Spanien blamiert: Puigdemont auf freiem Fuß

Ein glücklicher Katalane in Neumünster. [EPA-EFE/JENS SCHLUETER]

Die Roadshow kann weiter gehen. Das Oberlandesgericht Schleswig-Holstein (OLG) hat für eine Überraschung und viel Freude in Katalonien gesorgt: Carles Puigdemont kommt frei.

Die spanische Justiz hat sich beim Versuch, den flüchtigen Ex-Präsidenten der Provinz Katalonien im Ausland dingfest machen zu lassen zum zweiten Mal blamiert. Der erste europäische Haftbefehl wurde zurückgezogen, nachdem klar wurde, dass Belgien nicht ausliefert. Ein neuer Haftbefehl wurde ausgestellt, als Pugidemont in Nordeuropa auf Reisen war. Die Mühlen der finnischen und dänischen Bürokratie mahlten wohl extra langsam, dort wurde die Chance zur Verhaftung verpasst. In Norddeutschland wurde er dann geschnappt – und nun wieder freigelassen.

Dabei konnte der Richterspruch kaum deutlicher ausfallen. Laut dem Gericht erweist sich der von den spanischen Behörden erhobene Vorwurf der „Rebellion“ als von vornherein unzulässig.
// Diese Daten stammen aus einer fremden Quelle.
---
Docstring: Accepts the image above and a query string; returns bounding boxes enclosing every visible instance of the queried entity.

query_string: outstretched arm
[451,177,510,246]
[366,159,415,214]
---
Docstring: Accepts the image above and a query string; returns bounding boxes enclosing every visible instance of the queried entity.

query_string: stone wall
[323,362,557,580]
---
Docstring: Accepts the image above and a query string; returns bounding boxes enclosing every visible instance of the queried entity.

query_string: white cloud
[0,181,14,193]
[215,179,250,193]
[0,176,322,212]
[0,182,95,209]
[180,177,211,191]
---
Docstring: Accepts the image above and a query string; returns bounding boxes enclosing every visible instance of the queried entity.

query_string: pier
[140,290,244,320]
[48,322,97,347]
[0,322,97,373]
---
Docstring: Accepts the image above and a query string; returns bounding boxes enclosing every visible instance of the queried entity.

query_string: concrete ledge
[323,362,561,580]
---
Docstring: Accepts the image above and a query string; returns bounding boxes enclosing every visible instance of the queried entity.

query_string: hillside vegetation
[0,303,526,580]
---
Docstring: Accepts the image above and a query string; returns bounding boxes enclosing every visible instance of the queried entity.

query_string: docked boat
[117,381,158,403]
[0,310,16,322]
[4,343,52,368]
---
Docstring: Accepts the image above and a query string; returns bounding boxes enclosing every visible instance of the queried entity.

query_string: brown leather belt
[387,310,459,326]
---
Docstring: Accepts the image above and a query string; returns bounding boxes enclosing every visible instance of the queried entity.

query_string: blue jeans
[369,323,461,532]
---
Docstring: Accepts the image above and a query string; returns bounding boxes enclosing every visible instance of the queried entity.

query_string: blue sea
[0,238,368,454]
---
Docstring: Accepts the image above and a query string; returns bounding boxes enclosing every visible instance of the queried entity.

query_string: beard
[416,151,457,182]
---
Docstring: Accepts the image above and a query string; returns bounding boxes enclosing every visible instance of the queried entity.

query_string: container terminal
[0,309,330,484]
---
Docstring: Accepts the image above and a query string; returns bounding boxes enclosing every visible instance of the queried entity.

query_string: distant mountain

Es war zwar nicht Aufgabe der schleswig-holsteinischen Justiz tiefgehend zu untersuchen, ob Puigdemont ein Rebell ist, doch offenbar war die Anschuldigung derart offensichtlich an den Haaren herbeigezogen, dass es einer solchen Untersuchung nicht brauchte um festzustellen, dass dem nicht so ist.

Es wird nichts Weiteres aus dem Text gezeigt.